Ah, love..
to me, it's a heavenly thing one can ever experience.. a soul can find beauty in everything if it falls in love… for me, love was going for a one day tour, spending the travel time watching thousands of stars at the mid night while resting on his shoulder..
Love was walking at night, after heavy rainfall, getting wet for hours in the "jhum bristi", then taking shelter in an abundant garage, standing side by side to get the "om"...
Love was waiting for him in the shahbag, because we used to come home together for the weekend after a whole week's exhausting class schedule, we couldn't hide our excitement, as both of us had a lot to tell..
Love was trying to make pizza together for our friends, being both noobs in cooking, still tried our best, and when the output was so perfect, got a relieved smile from each other..
Love was saving money from the Eid salami and giving him something beautiful as a birthday present.. I always felt more inner peace spending for him, instead of myself..
Love was making thousands of plans for the future world tour, as we both love to travel, debating for hours and making our points about why the preferred country would be best or not for no reason at all..
Love was taunting each other for silly reasons.. he loved to tease me all the time.. sometimes, I enjoyed it too..
Love was rescuing a kitten from the street and convinced his parents to adopt it.. sometimes we came out with both of our cats and enjoyed their playing..
But after 8 years of this fairy tale, suddenly you realize that the string has cut in somewhere.. After several months, he confessed he is in love with someone else..
It took me almost one year to get mentally stable and right back on track.. After all those unbearable events, nowadays, I'm trying to put aside the negativities and becoming grateful for all those sweet memories.. I'm also lucky to have such a caring friend circle and family who helped me to come out from the hell.
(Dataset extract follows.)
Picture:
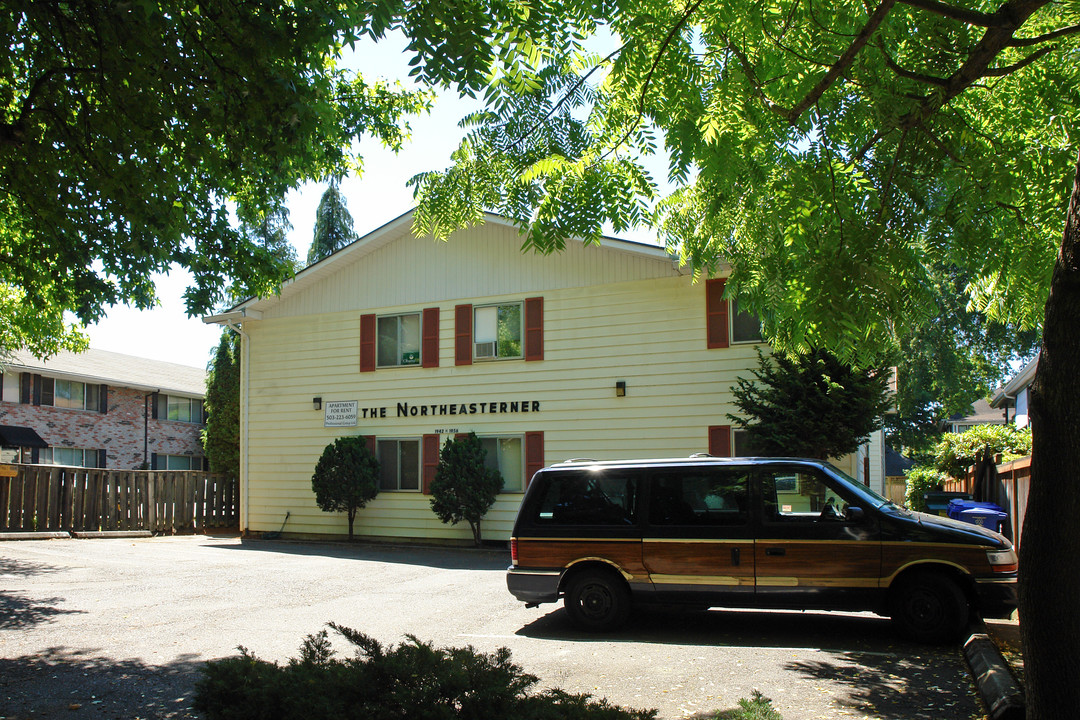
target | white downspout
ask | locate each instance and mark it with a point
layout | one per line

I always try to uplift myself thinking that these pains help me to know and love myself even more.. It takes me guts to reminisce about all these events because of how much you try to keep yourself busy, there will always be a hollow inside yourself which will give you the ache..
After all these years, it feels like maybe Allah has a better plan for me.. I always have high hopes that the upcoming life is going to be great.. Who knows!